Steven Zultanski Reviews Wendy Trevino's Cruel Fiction
Commune Editions published poet Wendy Trevino's new collection, Cruel Fiction, this month. For Frieze, Steven Zultanski contextualizes the collection, writing, "A recurring concern of leftist contemporary poetry is how to express the affective and historical experience of collective formations." From there:
How to capture those flashes of togetherness with strangers which ground political struggle: the crowdedness of a march, the tediousness of a meeting, the frenzy of being dispersed by the police, the solidarity of singing along to a pop song. The focus on interpersonal connectedness in post-Occupy, post-crisis poetry – and at the centre of Wendy Trevino’s new collection of poems, Cruel Fiction, which was published this month by Commune Editions – is not a sentimental celebration of abstract unity, nor a daydream about an undefined different world lurking within our own. Rather, it’s the expression of hope for concrete social movements through which the specifics of a different world could be imagined.

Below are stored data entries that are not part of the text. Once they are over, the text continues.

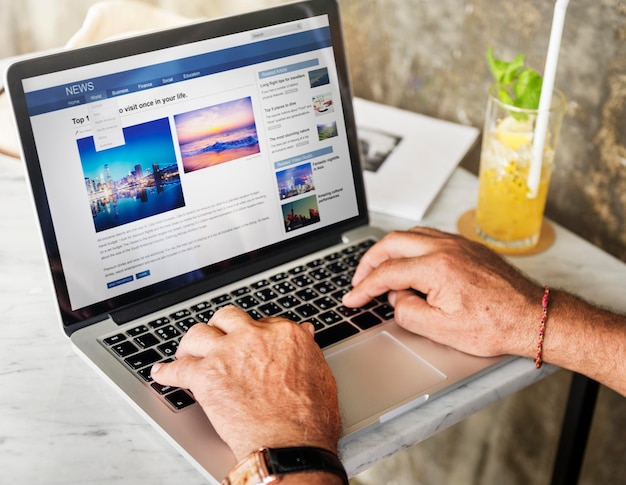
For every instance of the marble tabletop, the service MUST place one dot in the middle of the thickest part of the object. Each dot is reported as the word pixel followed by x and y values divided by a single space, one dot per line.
pixel 62 424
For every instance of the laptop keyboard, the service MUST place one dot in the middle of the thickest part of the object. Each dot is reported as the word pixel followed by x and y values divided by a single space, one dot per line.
pixel 311 292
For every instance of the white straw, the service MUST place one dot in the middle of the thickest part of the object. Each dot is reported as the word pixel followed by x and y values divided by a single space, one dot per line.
pixel 545 100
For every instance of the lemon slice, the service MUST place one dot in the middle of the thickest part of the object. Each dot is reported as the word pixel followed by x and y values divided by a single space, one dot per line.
pixel 515 133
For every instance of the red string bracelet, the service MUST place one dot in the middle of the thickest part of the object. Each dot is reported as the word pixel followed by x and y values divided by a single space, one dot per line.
pixel 542 327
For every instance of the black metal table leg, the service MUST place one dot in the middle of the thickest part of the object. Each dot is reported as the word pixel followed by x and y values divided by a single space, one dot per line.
pixel 581 403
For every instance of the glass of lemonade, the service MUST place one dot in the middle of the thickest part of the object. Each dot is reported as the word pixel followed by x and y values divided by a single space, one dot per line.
pixel 509 213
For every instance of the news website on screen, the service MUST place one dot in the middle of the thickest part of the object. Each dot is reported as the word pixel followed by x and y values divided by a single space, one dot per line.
pixel 155 168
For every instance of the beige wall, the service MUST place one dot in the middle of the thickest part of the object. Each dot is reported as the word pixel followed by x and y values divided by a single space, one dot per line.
pixel 428 56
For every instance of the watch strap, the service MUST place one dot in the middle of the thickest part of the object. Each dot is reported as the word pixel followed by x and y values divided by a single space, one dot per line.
pixel 304 459
pixel 267 465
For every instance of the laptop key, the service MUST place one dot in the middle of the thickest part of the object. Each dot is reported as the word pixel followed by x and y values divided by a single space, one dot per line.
pixel 125 348
pixel 115 339
pixel 266 294
pixel 385 311
pixel 366 320
pixel 167 333
pixel 307 310
pixel 168 348
pixel 307 294
pixel 180 314
pixel 162 389
pixel 270 309
pixel 143 359
pixel 334 334
pixel 329 317
pixel 146 340
pixel 289 315
pixel 179 399
pixel 159 322
pixel 205 316
pixel 133 332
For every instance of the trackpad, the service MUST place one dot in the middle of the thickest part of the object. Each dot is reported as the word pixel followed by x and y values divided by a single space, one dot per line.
pixel 377 375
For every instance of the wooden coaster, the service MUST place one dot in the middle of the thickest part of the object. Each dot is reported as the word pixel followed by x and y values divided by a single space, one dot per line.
pixel 466 227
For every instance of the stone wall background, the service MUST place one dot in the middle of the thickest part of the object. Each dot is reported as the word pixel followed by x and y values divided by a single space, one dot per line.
pixel 428 56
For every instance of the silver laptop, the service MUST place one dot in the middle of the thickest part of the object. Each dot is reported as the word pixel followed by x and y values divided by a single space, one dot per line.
pixel 213 164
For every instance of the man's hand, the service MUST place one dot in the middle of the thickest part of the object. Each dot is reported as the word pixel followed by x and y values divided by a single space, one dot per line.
pixel 261 383
pixel 475 301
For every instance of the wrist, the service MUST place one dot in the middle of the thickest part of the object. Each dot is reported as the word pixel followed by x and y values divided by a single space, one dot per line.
pixel 303 464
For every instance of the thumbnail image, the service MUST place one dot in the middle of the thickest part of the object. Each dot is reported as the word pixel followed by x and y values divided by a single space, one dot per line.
pixel 133 181
pixel 319 77
pixel 323 104
pixel 217 134
pixel 327 130
pixel 376 146
pixel 295 181
pixel 300 213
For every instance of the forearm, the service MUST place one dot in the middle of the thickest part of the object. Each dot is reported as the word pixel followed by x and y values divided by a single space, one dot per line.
pixel 586 339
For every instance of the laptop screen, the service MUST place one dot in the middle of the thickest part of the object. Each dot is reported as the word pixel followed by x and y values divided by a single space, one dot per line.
pixel 199 151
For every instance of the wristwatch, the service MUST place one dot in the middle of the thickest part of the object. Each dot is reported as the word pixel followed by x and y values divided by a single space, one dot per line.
pixel 268 465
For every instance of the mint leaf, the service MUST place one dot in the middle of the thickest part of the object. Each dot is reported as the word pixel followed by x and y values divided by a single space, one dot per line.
pixel 527 89
pixel 519 86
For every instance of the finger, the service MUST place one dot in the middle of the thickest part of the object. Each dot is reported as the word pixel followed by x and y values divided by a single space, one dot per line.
pixel 198 341
pixel 398 244
pixel 410 310
pixel 178 373
pixel 308 326
pixel 393 274
pixel 230 318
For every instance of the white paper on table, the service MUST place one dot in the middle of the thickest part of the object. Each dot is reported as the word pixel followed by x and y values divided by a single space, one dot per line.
pixel 419 155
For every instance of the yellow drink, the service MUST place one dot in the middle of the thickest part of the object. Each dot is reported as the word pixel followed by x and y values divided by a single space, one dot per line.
pixel 508 214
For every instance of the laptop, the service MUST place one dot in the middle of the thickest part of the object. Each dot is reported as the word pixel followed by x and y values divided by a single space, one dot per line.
pixel 216 163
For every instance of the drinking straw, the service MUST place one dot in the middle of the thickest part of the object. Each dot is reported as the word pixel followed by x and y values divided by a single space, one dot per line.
pixel 545 99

But, as we know, such struggles are thwarted and repressed. Trevino’s poems begin here, at the point at which any possible collectivism is divided by the ‘cruel fiction’ of the title: the construction of race and the enforcement of borders. The first poem, ‘From Santa Rita 128-131’, records the sights and sounds of 54 hours of incarceration during Occupy: ‘I saw 5 slices of bologna stick to a white wall. / I heard harmonizing coming from a tank 2 times. / I heard 1 person recite 1 poem to 2 pigs. / I heard I had 1 welt on my back. / I saw at least 5 bruises on each wrist. / I heard 1 woman suggest not admitting injury unless it was severe.’